Our results also show that the rate parameter is significantly higher in contracted muscle compared to relaxed muscle in both controls and CP, whereas the shape parameter is not different (the significant effect of MVIC on β in Tables 2 and 3). The rate parameter is inversely proportional to the mean intensity (Eq. 3); therefore an increase in the rate parameter of the gamma distribution would correspond to a decrease in the mean echo intensities. It is well known that when muscles contract, their echogenicity decreases⁴⁶. The decrease in echogenicity during contraction can be caused by both an increase in the thickness of muscle fascicles that increases the separation between the echogenic fascicular boundaries, as well as a change in the pennation angle of the muscle fibers that changes the angle of reflection of the ultrasound echoes. Our results show that this change is more pronounced in healthy volunteers compared to CP, consistent with the fact that children with CP are not able to contract their muscles effectively.

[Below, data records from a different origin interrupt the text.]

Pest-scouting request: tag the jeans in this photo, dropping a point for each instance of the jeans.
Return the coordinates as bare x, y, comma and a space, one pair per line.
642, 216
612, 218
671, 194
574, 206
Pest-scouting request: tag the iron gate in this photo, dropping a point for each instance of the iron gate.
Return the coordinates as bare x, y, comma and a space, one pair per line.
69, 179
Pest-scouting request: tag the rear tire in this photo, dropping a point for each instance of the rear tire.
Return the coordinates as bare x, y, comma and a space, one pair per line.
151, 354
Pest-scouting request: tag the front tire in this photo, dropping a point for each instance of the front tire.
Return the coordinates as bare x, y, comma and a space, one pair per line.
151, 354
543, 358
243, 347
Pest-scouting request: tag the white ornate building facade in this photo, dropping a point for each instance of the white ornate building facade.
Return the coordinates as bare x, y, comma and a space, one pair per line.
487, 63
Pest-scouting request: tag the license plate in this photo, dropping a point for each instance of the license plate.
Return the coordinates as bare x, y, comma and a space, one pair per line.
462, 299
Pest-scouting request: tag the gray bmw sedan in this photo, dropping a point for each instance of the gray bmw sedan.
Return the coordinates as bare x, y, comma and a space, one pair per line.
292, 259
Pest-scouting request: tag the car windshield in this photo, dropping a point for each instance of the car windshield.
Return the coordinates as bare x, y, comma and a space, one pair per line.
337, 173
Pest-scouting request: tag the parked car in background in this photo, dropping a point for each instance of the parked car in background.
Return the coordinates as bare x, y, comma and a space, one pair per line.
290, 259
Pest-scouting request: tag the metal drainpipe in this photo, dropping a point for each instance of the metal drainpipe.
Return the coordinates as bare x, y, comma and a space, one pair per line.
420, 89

There are a number of limitations of this study that must be acknowledged. Our sample size was small, and these results need to be confirmed in a larger study. The study was not designed to investigate whether the ultrasound measures are predictive of functional improvement. We did not systematically evaluate the trial-to-trial reproducibility of the echotexture measurements. While we attempted to control for the position of the probe relative to anatomical landmarks, we did not systematically evaluate what effect variations in probe placement of the ultrasound probe may have on the results. We also did not evaluate whether the results depend upon the choice of ultrasound scanner and transducer. During isometric muscle contraction, the region of interest in the muscle could be at a slightly different location compared to the rest state. Although repeatability was not evaluated in this study, several previous studies have shown that ultrasound echogenicity and echotexture analysis is a repeatable and valid method for quantifying skeletal muscle characteristics and for differentiating between normal and pathological muscle tissue ^23,24,47,48. A previous study in children⁴⁹ showed that muscle heterogeneity evaluated using texture analysis is a sensitive method to differentiate between healthy and pathological muscle tissue. In this study, we did not evaluate the effect of age on echotexture. While muscle size increases with age, previous studies have shown no significant effect of age on echotexture⁴⁹. In our study, we compared children with CP to a healthy age-matched cohort. Therefore, we do not think that age dependence is a significant limitation in interpretation of our study results. A limitation of using a mixture of gamma distributions is that the QUS model parameters cannot directly be linked to some tissue characteristics such as effective scatterer size, or coherent scatterer power, which may be possible using more sophisticated model fits such as the homodyne-K distribution. However the parameters of the gamma distribution do relate to tissue characteristics that affect coherent and diffuse scattering, and changes in the parameters are directly related to changes in tissue composition and microarchitecture. One advantage of using the mixture of gamma distributions is that the parameter estimation can be performed robustly using well-established approaches.

Conclusion

Quantitative ultrasound imaging of muscle is feasible, and a mixture of gamma distributions can describe the envelope statistics with an excellent goodness of fit. To the best of our knowledge, this is the first study that describes the use of a mixture of gamma distributions to perform quantitative ultrasound imaging of muscle for tissue characterization.